SPidge Tales

Tuesday, May 15, 2007

Becoming Famous? No, It Ain't Worth It

MTV has a TV show called Real World/Road Rules Challenge. It is a competition between former cast members of the reality TV series’ Real World and Road Rules. A show like this exists solely because Real World-ers and other reality “stars” cannot let go of their fifteen minutes of fame. After finding out that reality TV does not turn participants into real celebrities, they latch onto any D or F List event, failing to see obscurity as a more attractive option than fame.

Yes, it is better not to be famous. We live in a narcissistic culture that tells us fame and renown are around the corner. Worse, unlike in the old days (the 1990’s), when you actually had to work hard (Bill Gates; Warren Buffett) or have a special world class talent (pro athletes; movie stars; rock stars) to become rich and famous, nowadays reality TV and the Internet give us the illusion that celebrity is in the grasp of Every Man. People really believe they can become famous by applying to be on Real World and Survivor.[1] People really believe they can become famous by posting YouTube Videos and writing blogs.[2] Even Time Magazine bought into this fad by naming YOU as person of the year, complete with a mirror shaped like a computer screen on the cover.

Reality TV stars are like those weird kids you knew in high school who did things like color their hair purple. They feared not getting any attention, and believed that bad attention is worse than not getting noticed at all. Instead of being unique or special, they blended in with the other outcasts. Even though they had attention, they still didn’t fit in with the cool kids. What they didn’t realize is that being cool is just something you are or you aren’t; unless you are a hot chick in a movie who people can’t tell is hot because she wears glasses and a ponytail, then suddenly lets her hair down and ditches the glasses, you cannot go from being uncool to cool. It just doesn’t happen. Reality TV stars get the same shunning from real famous people. The Real World is not a ticket into the Hollywood inner circle. You need to be famous because of that elusive quality known as “cool;” it can’t come from whoring yourself out to the reality TV executives or coloring your hair purple, depending on whether 15 minutes of fame or high school attention is your goal.

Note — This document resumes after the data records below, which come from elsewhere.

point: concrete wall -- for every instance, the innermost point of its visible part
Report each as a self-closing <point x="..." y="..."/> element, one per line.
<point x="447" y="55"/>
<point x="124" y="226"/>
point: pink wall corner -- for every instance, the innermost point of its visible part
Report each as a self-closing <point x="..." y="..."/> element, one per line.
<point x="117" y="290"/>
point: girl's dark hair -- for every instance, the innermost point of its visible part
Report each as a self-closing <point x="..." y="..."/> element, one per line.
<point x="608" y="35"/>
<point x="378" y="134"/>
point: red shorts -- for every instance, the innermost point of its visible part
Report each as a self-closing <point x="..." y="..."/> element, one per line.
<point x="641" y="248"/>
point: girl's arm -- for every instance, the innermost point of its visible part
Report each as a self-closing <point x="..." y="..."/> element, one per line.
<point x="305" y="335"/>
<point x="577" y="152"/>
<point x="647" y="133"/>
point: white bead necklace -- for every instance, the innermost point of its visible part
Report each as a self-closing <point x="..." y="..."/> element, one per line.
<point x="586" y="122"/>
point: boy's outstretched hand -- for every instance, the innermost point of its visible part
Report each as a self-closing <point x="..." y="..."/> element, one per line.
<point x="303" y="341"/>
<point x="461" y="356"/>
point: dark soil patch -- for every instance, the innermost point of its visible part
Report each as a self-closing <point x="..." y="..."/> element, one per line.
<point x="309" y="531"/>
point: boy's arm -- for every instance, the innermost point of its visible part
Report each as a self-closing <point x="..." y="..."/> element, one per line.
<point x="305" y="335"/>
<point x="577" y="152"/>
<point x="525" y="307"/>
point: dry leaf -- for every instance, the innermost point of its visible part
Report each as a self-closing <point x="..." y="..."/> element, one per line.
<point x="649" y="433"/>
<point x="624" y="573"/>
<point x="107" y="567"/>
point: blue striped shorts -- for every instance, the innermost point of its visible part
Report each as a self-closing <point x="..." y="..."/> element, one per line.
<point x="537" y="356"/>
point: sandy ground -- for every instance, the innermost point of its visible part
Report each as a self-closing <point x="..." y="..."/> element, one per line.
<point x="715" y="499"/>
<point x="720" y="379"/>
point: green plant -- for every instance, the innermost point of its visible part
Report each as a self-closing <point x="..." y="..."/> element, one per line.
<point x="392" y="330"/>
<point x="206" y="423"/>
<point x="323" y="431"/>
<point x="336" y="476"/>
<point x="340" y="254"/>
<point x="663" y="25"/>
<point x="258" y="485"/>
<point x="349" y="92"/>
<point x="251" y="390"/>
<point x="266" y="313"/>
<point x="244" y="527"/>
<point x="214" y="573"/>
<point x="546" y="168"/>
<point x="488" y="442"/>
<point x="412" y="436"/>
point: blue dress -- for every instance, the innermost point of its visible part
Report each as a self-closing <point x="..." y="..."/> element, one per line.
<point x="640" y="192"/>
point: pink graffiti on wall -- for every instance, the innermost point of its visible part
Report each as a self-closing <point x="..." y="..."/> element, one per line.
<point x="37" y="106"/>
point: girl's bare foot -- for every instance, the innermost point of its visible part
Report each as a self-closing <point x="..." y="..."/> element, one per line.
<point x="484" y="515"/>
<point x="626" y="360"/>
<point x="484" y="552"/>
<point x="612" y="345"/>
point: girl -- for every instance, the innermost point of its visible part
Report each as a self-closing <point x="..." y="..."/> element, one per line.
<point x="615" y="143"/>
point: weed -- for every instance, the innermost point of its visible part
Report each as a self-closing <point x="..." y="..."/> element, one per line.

But what about real fame? Isn’t that worth it? Isn’t it worth becoming famous for being a good baseball player or great actress? There are benefits. On a personal level, riches and fame would allow me to wipe out my college loans in one fell swoop. I would take pictures of myself with all the hot babes who throw themselves at me, then mail them to all to all the girls who rejected me and stuck me in the Friend Zone. But, still, this wouldn’t bring happiness. It would just make me a token of whatever it is I’m famous for. Think of the famous people you’ve heard of. George W. Bush is, to the world, President of the United States. And that’s pretty much it. Lebron James is a star basketball player. Simon Cowell is that guy who puts people down on American Idol. Fame transforms you from a well rounded person into a Wikipedia entry.

How many people know me? Know of me? Hundreds, maybe a few thousand. Who am I? I am a son, a brother, a nephew, a cousin, a friend, someone who makes you laugh, someone who is shy, but funny when he opens up. Let’s say I randomly got picked to be on Real World; I would become: Sean Pidgeon, contestant on Real World. I would be a stub on Wikipedia. And this would change me not just to the world, but to the people who actually know me. When someone I know mentions me, she (or he) won’t say, “oh yeah, Sean Pidgeon! He was my camp counselor/teacher/I went to college with him/I worked with him. He made me laugh/we had a lot of fun on that Montreal trip/ you really need to meet this guy/you would love him!” Instead, she will say, “oh yeah, Sean Pidgeon. He’s the guy who flew to the moon with NASA/starred in that Oscar winning movie/played in the NFL. I knew him when he was in college/worked with me in the summer/went to kindergarten with him.” And it would be worse being famous or semi-famous for failure, such as being an NBA benchwarmer or a career minor leaguer or a disgraced politician. Then people would point to an innocuous past event, such as the time you got in trouble for gym class, for a “sign” that you had your failure coming all along.

Leave the reality shows for those kids who color their hair purple. Leave the authentic fame of politicians, movie stars, and sports heroes to the originally cool kids. “Cool” is too much responsibility anyway. Enjoy being anonymous to the world. You are the world already to those you love.

[1] I do not include American Idol in my critique. For one, I really do enjoy AI. And it is a proven talent agency. Singers there do become stars. AI is not, in my opinion, the latest reality fad, but rather harkens back to the old days of variety (think Ed Sullivan Show, or for the younger crowd like me, Ed McMahon’s Star Search).
[2] To be completely honest, I would probably have to include myself.